My first visit was to Middlesex University where I met Sharon and Jade, members of the project team working on MIRAGE (2011) – a subject-based repository of more than 100,000 medical images.

MIRAGE (Middlesex medical Image Repository with a CBIR ArchivinG Environment) aims to enrich the current repository with two key features:

  • a 3D viewer
  • a plug-in for uploading image queries

Feedback from their users indicated that the visualization of 3D images and uploading queries were essential for their needs and MIRAGE (2011) aims to integrate various types of textual metadata and ontology in addition to image data.

Further information on MIRAGE (2011) can be found here, this includes presentations, conference papers, and details of the open source software and tools used.

The project hashtag is #jiscrte and the MIRAGE project runs from February through November 2011.

State of the Nation

 

Photo – State records NSW

State of the Nation – well at least the UK repository bit of it.  Repository staff find it helpful to have information about how others manage and deliver their research repositories and frequently ask questions of the Repositories Support Project or post questions to mailing lists. Questions such as What level of mediated deposit do you provide? and How many staff work on your repository? are common.

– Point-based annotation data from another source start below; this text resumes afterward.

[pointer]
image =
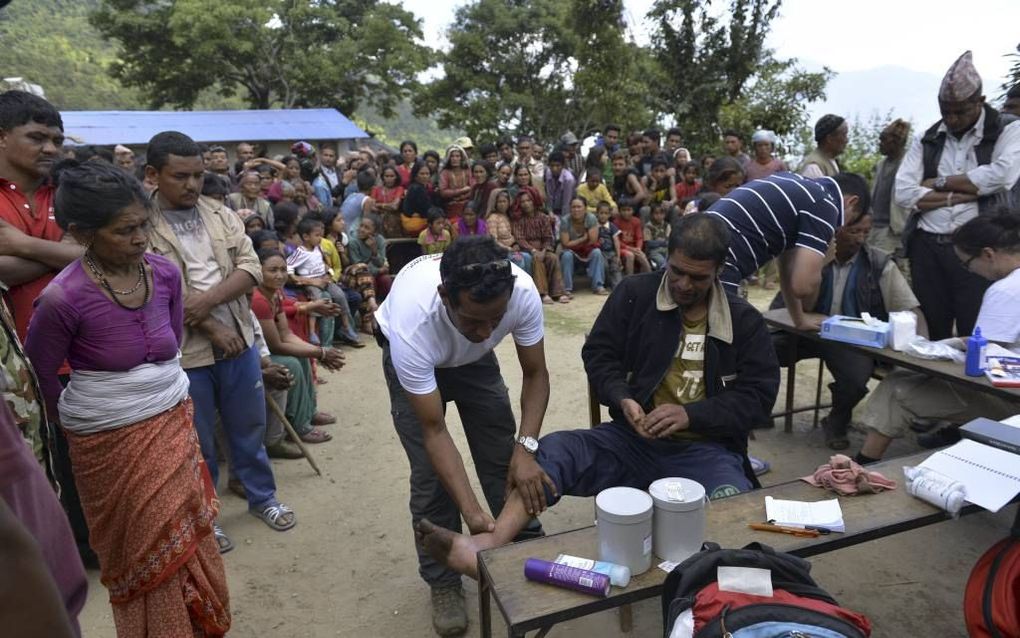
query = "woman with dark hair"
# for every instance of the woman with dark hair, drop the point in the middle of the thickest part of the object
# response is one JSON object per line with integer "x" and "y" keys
{"x": 723, "y": 176}
{"x": 481, "y": 174}
{"x": 988, "y": 246}
{"x": 286, "y": 348}
{"x": 455, "y": 183}
{"x": 533, "y": 232}
{"x": 116, "y": 315}
{"x": 408, "y": 157}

At the RSP, we are aiming to support this need by collating some key data about individual institutions. This week, we issued a survey to repository managers asking for information about their repositories, staffing, policies on such things as mediation, full text requirements, preservation etc. We’re also asking for details on how far the repository is integrated with other university systems, for example research management systems.

We’ll then publish the responses on the RSP website – it will be specific to institutions and will not be anonymous. The existingting RSP Wiki will house the data so that individuals will be able to update their own information in the future. It is hoped that it will become a valuable source of information provided by the community for the community and save people time asking similar questions on mailing lists.

The survey invitation was sent to individual institutions so if you think you should have received it and haven’t please do get in touch with us at support@rsp.ac.uk.

Unlocking attitudes to open access in the UK

 

The United Kingdom Council for Research Repositories and the Repositories Support Project invite repository and library staff in the UK to participate in a nationwide initiative to guage researcher’s attitudes to open access generally, funding for open access publishing and the institutional repository specifically.

We are asking you to carry out a standardised survey of researchers in your institution between April and June 2011. This is based on a survey carried out at the University of Huddersfield during Open Access week 2010 which revealed some interesting results. There are benefits for participating institutions such as raising the profile of the repository and also nationally in creating a body of evidence about the researchers’ attitudes.

All the information you need to participate, including the survey questions,  is here:  Nationwide survey – Open Access

JISC Repositories: takeup and embedding projects

Yesterday, I attended the start up meeting for this new tranche of JISC projects (more details below). The RSP will be coordinating the communication both between the projects and to the external community. The basic premise is that they will all “enable lessons and benefits from the most successful repository applications, tools and good practice” 

In the morning each project gave a brief introduction outlining their proposed areas of work. In the afternoon, William Nixon, described the work at the University of Glasgow and how far they have come over the last few years in integrating the repository into the culture and systems of the university. He listed criteria which might be used to judge whether you are embedded. He asked the question “Do you have an institutional repository or do you have a repository at your institution” (credited to Steve Hitchcock of Southampton University). I then led a group session to explore the best ways the projects could comminicate with the RSP and each other and also ideas for dissemination of the learning outcomes.